The sequester has “cost jobs,” says President Obama, and “gutted investments in education and science and medical research.” But somehow he’s earmarked $500 million for Hamas terrorists.

Circumventing Congress and with no fanfare, President Obama last week issued an executive order enabling him to send an additional $500 million directly to the Palestinian Authority in the West Bank — much of which you can bet will wind up going to the Iranian-backed Hamas terrorist organization.

According to Obama, “it is important to the national security interests of the United States to waive the provisions of” Congress’ legislative restrictions “in order to provide funds . .. to the Palestinian Authority.”

At the beginning of his first term, Obama promised close to $1 billion in aid to the Palestinian Authority, with then-Secretary of State Hillary Clinton pledging none of it would reach Hamas.

But the Hebrew-language newspaper Yediot Acharonot has documented that tens of millions of dollars in aid for the PA — from Israel — ended up being used by Hamas for weapons.
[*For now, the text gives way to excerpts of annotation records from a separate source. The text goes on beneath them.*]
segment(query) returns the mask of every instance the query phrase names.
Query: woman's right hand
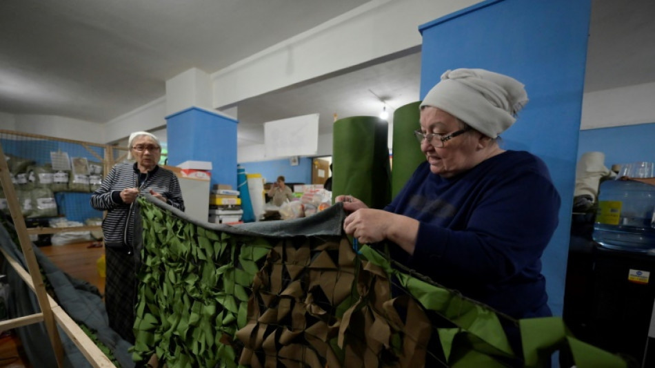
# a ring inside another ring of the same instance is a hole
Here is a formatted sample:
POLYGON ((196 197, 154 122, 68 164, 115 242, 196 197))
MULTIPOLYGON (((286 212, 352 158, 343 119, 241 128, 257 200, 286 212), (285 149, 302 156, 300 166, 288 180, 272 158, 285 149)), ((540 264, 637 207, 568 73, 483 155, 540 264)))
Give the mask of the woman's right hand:
POLYGON ((139 195, 139 189, 137 188, 125 188, 121 191, 121 199, 128 204, 134 202, 137 195, 139 195))
POLYGON ((352 195, 342 194, 334 198, 334 202, 343 202, 343 209, 346 212, 354 212, 361 209, 367 209, 368 206, 352 195))

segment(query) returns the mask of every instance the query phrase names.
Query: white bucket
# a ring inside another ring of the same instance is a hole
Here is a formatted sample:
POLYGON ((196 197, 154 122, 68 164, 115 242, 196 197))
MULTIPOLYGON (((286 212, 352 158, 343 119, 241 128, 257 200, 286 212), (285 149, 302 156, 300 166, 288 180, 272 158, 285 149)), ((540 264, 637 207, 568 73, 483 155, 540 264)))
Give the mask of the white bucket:
POLYGON ((264 178, 261 174, 246 174, 248 193, 252 203, 252 213, 255 221, 259 221, 264 215, 264 178))

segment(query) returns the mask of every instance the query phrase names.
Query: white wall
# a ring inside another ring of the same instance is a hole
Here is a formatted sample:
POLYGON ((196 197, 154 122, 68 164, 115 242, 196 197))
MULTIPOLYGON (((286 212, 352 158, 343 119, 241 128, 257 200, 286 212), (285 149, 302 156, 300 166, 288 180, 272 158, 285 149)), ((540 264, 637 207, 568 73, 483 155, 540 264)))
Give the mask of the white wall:
POLYGON ((0 129, 16 130, 16 118, 13 115, 0 112, 0 129))
POLYGON ((129 137, 132 132, 165 126, 165 117, 166 97, 164 96, 105 123, 103 143, 129 137))
POLYGON ((102 124, 54 115, 14 115, 15 130, 90 143, 102 141, 102 124))
POLYGON ((478 2, 370 1, 213 73, 214 108, 419 46, 419 26, 478 2))
POLYGON ((655 122, 655 83, 585 93, 581 129, 655 122))

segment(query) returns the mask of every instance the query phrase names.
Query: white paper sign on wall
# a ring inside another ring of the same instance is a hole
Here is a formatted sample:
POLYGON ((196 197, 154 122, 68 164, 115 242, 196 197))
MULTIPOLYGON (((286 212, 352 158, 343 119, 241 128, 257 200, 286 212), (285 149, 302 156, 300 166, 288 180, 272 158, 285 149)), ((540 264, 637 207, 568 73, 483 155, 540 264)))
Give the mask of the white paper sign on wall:
POLYGON ((266 157, 312 156, 319 149, 319 114, 264 123, 266 157))

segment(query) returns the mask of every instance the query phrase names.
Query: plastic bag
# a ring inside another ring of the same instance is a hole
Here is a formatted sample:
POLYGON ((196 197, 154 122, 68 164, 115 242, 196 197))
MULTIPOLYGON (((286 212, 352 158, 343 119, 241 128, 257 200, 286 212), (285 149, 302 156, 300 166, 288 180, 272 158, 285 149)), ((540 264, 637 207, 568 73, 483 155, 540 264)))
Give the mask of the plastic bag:
POLYGON ((305 216, 303 202, 300 201, 285 202, 280 206, 280 217, 282 220, 300 218, 305 216))
POLYGON ((68 176, 70 171, 58 170, 52 173, 52 184, 50 189, 53 192, 65 192, 68 190, 68 176))
POLYGON ((93 193, 102 185, 102 164, 89 162, 89 190, 93 193))
MULTIPOLYGON (((54 217, 57 215, 57 202, 52 191, 48 188, 34 188, 30 191, 32 211, 28 217, 54 217)), ((23 213, 24 215, 24 213, 23 213)))
POLYGON ((34 188, 50 189, 52 180, 52 168, 50 165, 33 166, 28 168, 28 180, 34 188))

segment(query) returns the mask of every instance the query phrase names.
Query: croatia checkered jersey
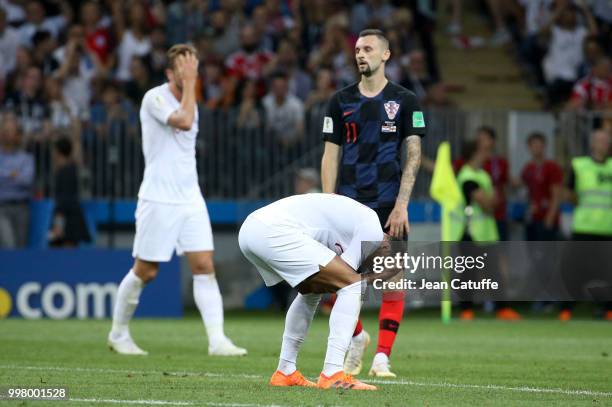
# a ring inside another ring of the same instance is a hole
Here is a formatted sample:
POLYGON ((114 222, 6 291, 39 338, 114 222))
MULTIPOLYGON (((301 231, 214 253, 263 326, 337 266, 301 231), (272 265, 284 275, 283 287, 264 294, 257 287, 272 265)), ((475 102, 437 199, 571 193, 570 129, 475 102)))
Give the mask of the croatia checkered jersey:
POLYGON ((342 148, 337 192, 371 208, 392 207, 402 174, 402 141, 425 133, 416 95, 398 84, 389 81, 371 98, 357 83, 336 92, 323 120, 323 140, 342 148))

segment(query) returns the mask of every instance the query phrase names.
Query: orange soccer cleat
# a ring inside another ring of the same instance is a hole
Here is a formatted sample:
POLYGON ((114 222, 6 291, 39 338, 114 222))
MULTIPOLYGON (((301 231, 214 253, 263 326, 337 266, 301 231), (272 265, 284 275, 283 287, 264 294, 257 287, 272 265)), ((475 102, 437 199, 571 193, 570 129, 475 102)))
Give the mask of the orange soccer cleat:
POLYGON ((280 370, 274 372, 272 377, 270 378, 270 386, 278 386, 278 387, 289 387, 289 386, 301 386, 301 387, 317 387, 315 382, 311 382, 306 379, 299 370, 291 373, 290 375, 286 375, 280 370))
POLYGON ((561 310, 559 313, 559 321, 567 322, 572 319, 572 311, 568 309, 561 310))
POLYGON ((495 318, 501 319, 502 321, 519 321, 521 319, 521 314, 512 308, 502 308, 495 313, 495 318))
POLYGON ((464 309, 459 314, 459 319, 462 321, 472 321, 474 319, 474 310, 464 309))
POLYGON ((360 382, 350 374, 344 373, 342 370, 334 373, 330 377, 321 373, 319 381, 317 382, 317 387, 319 389, 378 390, 376 386, 360 382))

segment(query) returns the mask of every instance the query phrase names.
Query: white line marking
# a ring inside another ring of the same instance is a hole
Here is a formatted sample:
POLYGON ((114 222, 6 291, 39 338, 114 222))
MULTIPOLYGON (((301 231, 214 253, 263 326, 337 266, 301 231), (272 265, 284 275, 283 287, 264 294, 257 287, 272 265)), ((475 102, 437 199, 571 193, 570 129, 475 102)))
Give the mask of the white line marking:
POLYGON ((277 404, 243 404, 243 403, 214 403, 207 401, 171 401, 171 400, 117 400, 117 399, 91 399, 91 398, 70 398, 66 401, 78 403, 108 403, 108 404, 144 404, 156 406, 211 406, 211 407, 285 407, 277 404))
POLYGON ((601 396, 601 397, 612 397, 612 392, 605 391, 594 391, 594 390, 566 390, 559 388, 545 388, 545 387, 512 387, 512 386, 499 386, 496 384, 461 384, 461 383, 423 383, 413 382, 411 380, 366 380, 368 383, 376 384, 399 384, 405 386, 422 386, 422 387, 450 387, 455 389, 483 389, 483 390, 508 390, 518 391, 522 393, 551 393, 551 394, 564 394, 568 396, 601 396))
MULTIPOLYGON (((196 377, 229 377, 261 380, 264 376, 252 374, 237 374, 237 373, 211 373, 211 372, 180 372, 180 371, 159 371, 159 370, 132 370, 132 369, 103 369, 103 368, 85 368, 85 367, 56 367, 56 366, 19 366, 19 365, 0 365, 3 369, 24 369, 24 370, 53 370, 60 372, 91 372, 91 373, 134 373, 134 374, 162 374, 167 376, 196 376, 196 377)), ((612 397, 612 392, 595 391, 595 390, 572 390, 546 387, 529 387, 529 386, 500 386, 496 384, 462 384, 462 383, 424 383, 414 382, 411 380, 365 380, 366 382, 376 384, 390 384, 402 386, 421 386, 421 387, 448 387, 455 389, 478 389, 478 390, 503 390, 516 391, 521 393, 549 393, 563 394, 567 396, 600 396, 612 397)), ((229 405, 228 405, 229 406, 229 405)), ((246 405, 245 405, 246 406, 246 405)), ((257 406, 254 404, 253 406, 257 406)), ((236 407, 240 407, 236 405, 236 407)))

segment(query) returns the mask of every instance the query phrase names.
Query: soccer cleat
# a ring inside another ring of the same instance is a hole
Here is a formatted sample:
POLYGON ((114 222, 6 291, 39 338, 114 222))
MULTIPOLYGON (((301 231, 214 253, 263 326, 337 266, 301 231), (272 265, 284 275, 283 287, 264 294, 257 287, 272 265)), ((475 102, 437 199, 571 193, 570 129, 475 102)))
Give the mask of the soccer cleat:
POLYGON ((389 357, 384 353, 377 353, 374 356, 374 360, 372 361, 372 367, 370 368, 368 374, 374 377, 396 377, 397 375, 393 373, 390 368, 391 365, 389 364, 389 357))
POLYGON ((495 318, 502 321, 519 321, 521 315, 512 308, 502 308, 495 313, 495 318))
POLYGON ((146 356, 149 354, 146 350, 140 349, 129 335, 118 340, 112 339, 109 335, 107 343, 110 350, 120 355, 146 356))
POLYGON ((215 346, 208 347, 209 356, 245 356, 246 354, 246 349, 234 345, 228 338, 215 346))
POLYGON ((289 387, 289 386, 301 386, 301 387, 317 387, 315 382, 311 382, 306 379, 299 370, 286 375, 280 370, 274 372, 270 378, 270 386, 277 387, 289 387))
POLYGON ((561 310, 559 313, 559 321, 567 322, 572 319, 572 311, 568 309, 561 310))
POLYGON ((343 371, 336 372, 329 377, 321 373, 317 387, 319 389, 378 390, 376 386, 365 384, 343 371))
POLYGON ((363 353, 370 344, 370 335, 366 331, 351 339, 351 346, 344 360, 344 373, 357 376, 361 373, 363 353))
POLYGON ((459 314, 459 319, 462 321, 473 321, 474 320, 474 310, 464 309, 459 314))

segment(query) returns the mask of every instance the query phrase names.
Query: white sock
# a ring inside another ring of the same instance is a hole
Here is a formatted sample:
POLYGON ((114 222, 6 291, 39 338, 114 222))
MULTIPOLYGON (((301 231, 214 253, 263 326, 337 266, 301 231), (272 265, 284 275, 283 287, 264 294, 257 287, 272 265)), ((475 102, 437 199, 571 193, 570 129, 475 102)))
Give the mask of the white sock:
POLYGON ((331 376, 342 370, 361 309, 361 281, 338 290, 329 315, 329 338, 323 374, 331 376))
POLYGON ((298 294, 287 311, 283 344, 278 361, 278 370, 286 375, 290 375, 297 369, 295 365, 297 354, 320 300, 320 294, 298 294))
POLYGON ((130 335, 128 324, 138 306, 144 285, 144 281, 134 273, 134 270, 130 270, 121 280, 113 310, 113 327, 110 333, 112 339, 118 340, 130 335))
POLYGON ((223 300, 214 273, 193 276, 193 298, 206 327, 208 346, 215 347, 226 338, 223 333, 223 300))
POLYGON ((374 360, 372 361, 372 366, 380 364, 384 364, 385 366, 389 364, 389 357, 382 352, 378 352, 374 355, 374 360))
If Israel can’t guarantee its own aid is safe, how can we?

The Christian Science Monitor has more on Obama’s generous use of taxpayer dollars.

Excerpt:

The US military has been ignoring warnings that its spending in Afghanistan is funding Al Qaedaand the Taliban. And John F. Sopko, the Special Inspector General for Afghanistan Reconstruction (SIGAR), appears to have had enough.

He issued a blistering cover letter with SIGAR’s quarterly report to Congress today that called into question what “appears to be a growing gap between the policy objectives of Washington and the reality of achieving them in Afghanistan.”

The US has $20 billion of Afghan reconstruction spending scheduled, and a further $10 billion requested for the 2014 budget. But after 11 years of war, there are “serious shortcomings in US oversight of contracts: poor planning, delayed or inadequate inspections, insufficient documentation, dubious decisions, and – perhaps most troubling – a pervasive lack of accountability,” Mr. Sopko wrote. Good intentions, he added, appear to be running way ahead of commitment to execution.

Now I know what Obama meant when he said that the economy works better when you “spread the wealth around”.